Untuk mengelabui petugas, kedua pelaku memilih naik kapal sesaat sebelum kapal berangkat. Merkuri itu disimpan di dalam empat tas, dua di antaranya dibawa buruh pelabuhan. Saat ditangkap, dua tas sudah berada di atas kapal dan kapal sudah menjauh dari pelabuhan. Polisi lalu menghubungi pihak PT Pelni.
Julkisno mengatakan, setelah peristiwa itu, jajaran polres setempat terus meningkatkan pengawasan barang-barang yang masuk ke Pelabuhan Yos Sudarso. Modus pengiriman merkuri dilakukan melalui kapal karena proses pengawasan tidak seketat bandar udara. Selain kapal penumpang, pengiriman juga dilakukan melalui kapal yang mengangkut peti kemas.
Merkuri dijual kepada penadah di Pulau Jawa dengan harga Rp 1 juta per kilogram.
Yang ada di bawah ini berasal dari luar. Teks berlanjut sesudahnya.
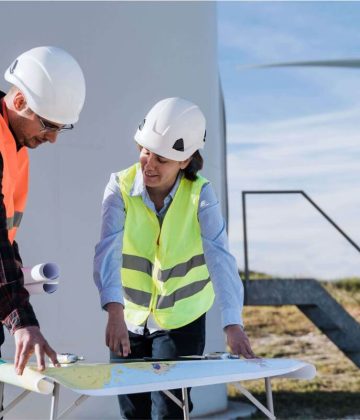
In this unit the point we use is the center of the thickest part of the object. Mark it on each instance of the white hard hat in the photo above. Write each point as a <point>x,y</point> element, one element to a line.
<point>174,128</point>
<point>52,83</point>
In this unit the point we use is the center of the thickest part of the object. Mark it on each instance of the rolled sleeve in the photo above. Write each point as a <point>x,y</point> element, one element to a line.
<point>108,257</point>
<point>221,264</point>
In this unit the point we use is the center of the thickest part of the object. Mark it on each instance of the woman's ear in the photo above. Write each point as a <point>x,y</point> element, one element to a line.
<point>185,163</point>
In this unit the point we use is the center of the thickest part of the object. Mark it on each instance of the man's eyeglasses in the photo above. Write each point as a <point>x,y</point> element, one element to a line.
<point>52,128</point>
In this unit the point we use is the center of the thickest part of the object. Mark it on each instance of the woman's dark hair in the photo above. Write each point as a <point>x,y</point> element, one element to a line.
<point>195,165</point>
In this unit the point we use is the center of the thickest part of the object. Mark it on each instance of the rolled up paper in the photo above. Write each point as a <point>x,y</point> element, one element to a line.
<point>41,278</point>
<point>39,287</point>
<point>40,272</point>
<point>30,379</point>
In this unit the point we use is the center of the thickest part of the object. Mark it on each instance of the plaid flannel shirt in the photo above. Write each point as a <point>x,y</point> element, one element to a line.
<point>15,308</point>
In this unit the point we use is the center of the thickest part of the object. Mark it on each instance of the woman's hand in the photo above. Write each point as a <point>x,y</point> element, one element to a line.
<point>117,336</point>
<point>238,341</point>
”Kami juga sudah berkoordinasi dengan pihak pelabuhan dan ekspedisi pengiriman barang. Kami mengajak kerja sama untuk mencegah pengiriman barang-barang tersebut,” katanya. Menurut rencana, merkuri akan dibawa kembali ke Ambon pada pelayaran kapal tersebut pekan depan.
Menurut Julkisno, pengawasan juga dilakukan di pelabuhan masuk dari Pulau Seram ke Pulau Ambon. Sejumlah pintu masuk sudah dipetakan.
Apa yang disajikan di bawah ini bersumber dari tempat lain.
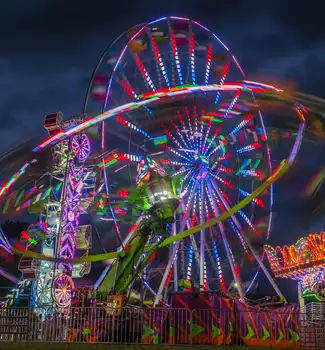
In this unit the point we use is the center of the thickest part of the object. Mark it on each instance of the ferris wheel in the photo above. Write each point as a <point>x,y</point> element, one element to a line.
<point>213,139</point>
<point>166,95</point>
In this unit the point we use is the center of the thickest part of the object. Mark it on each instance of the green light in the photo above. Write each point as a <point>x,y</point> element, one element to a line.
<point>257,163</point>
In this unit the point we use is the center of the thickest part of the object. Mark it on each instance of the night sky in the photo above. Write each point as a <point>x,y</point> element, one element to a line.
<point>48,50</point>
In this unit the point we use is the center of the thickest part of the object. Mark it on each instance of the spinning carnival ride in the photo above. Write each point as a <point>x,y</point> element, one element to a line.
<point>167,100</point>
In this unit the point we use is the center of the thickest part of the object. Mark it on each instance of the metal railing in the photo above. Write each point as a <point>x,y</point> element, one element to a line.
<point>165,326</point>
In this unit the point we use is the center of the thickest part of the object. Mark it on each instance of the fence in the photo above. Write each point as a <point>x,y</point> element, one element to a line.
<point>161,326</point>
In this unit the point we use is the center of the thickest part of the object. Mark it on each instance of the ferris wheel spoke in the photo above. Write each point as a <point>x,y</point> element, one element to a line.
<point>247,241</point>
<point>226,245</point>
<point>222,80</point>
Wakil Kepala Kepolisian Resor Pulau Ambon dan Pulau-pulau Lease Komisaris Ferry Mulyana dalam keterangan pers di Ambon, Senin siang, mengatakan, kedua pelaku membeli merkuri itu di tempat pengolahan di salah satu desa di Pulau Seram yang dijangkau dengan perjalanan laut sekitar 2 jam. Selanjutnya, merkuri akan dijual kepada penadah di Pulau Jawa dengan harga Rp 1 juta per kilogram.
Berdasarkan pemeriksaan, IRE dan RS mengaku baru pertama kali mengirim barang tersebut ke Jakarta. Polisi telah menetapkan keduanya sebagai tersangka dengan dugaan pelanggaran Pasal 158 Undang-Undang Nomor 4 Tahun 2009 tentang Pertambangan Mineral dan Batubara. Ancaman hukuman maksimal 10 tahun penjara.
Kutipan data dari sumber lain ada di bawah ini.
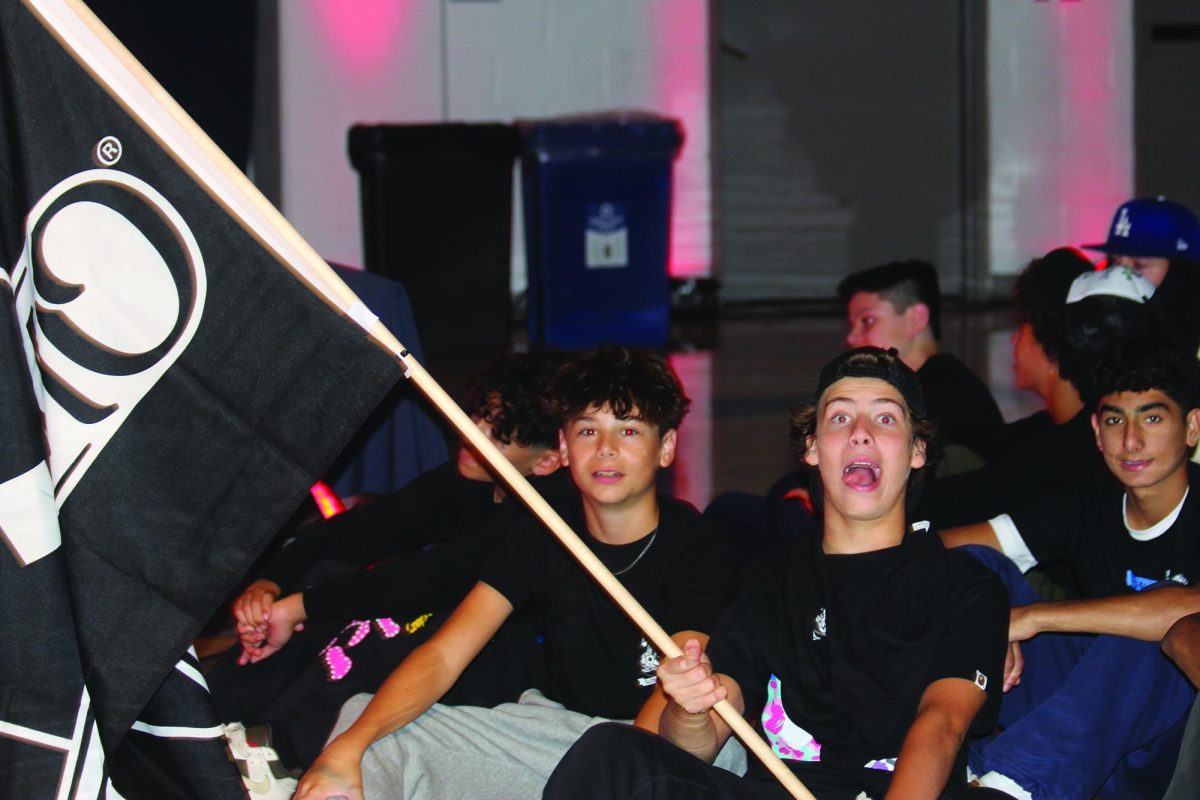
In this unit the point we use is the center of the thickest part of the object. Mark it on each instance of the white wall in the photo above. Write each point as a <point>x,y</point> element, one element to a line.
<point>1060,107</point>
<point>439,60</point>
Menurut catatan Kompas, pada Mei 2019, Polres Pulau Ambon dan Pulau-pulau Lease juga menggagalkan pengiriman merkuri ilegal yang dimasukkan dalam buah kelapa. Setelah merkuri dimasukkan, kelapa itu direkatkan kembali dengan lem. Merkuri itu hendak dikirim dari Pelabuhan Yos Sudarso ke Pulau Jawa. Total sebanyak 180 kg merkuri dalam 72 butir kelapa dengan nilai jual sekitar Rp 216 juta.
Lokasi tambang Gunung Tembaga di Kabupaten Seram Bagian Barat merupakan tambang batu sinabar terbesar di Indonesia.
Kepala Bidang Humas Polda Maluku Komisaris Besar M Roem Ohoirat mengatakan, pihaknya akan mendalami kemungkinan beroperasinya kembali tambang batu sinabar di Pulau Seram. Batu sinabar merupakan bahan baku produksi merkuri. Lokasi tambang liar itu telah ditutup pada akhir 2017 atas perintah Presiden Joko Widodo.
”Lokasi tambang itu, kan, berada di hutan dan luas sekali. Banyak jalan masuk ke sana, sedangkan anggota yang bertugas sangat terbatas. Ini membuka peluang petambang kembali masuk ke sana,” ujarnya. Lokasi tambang di Gunung Tembaga, Kabupaten Seram Bagian Barat, itu merupakan tambang batu sinabar terbesar di Indonesia.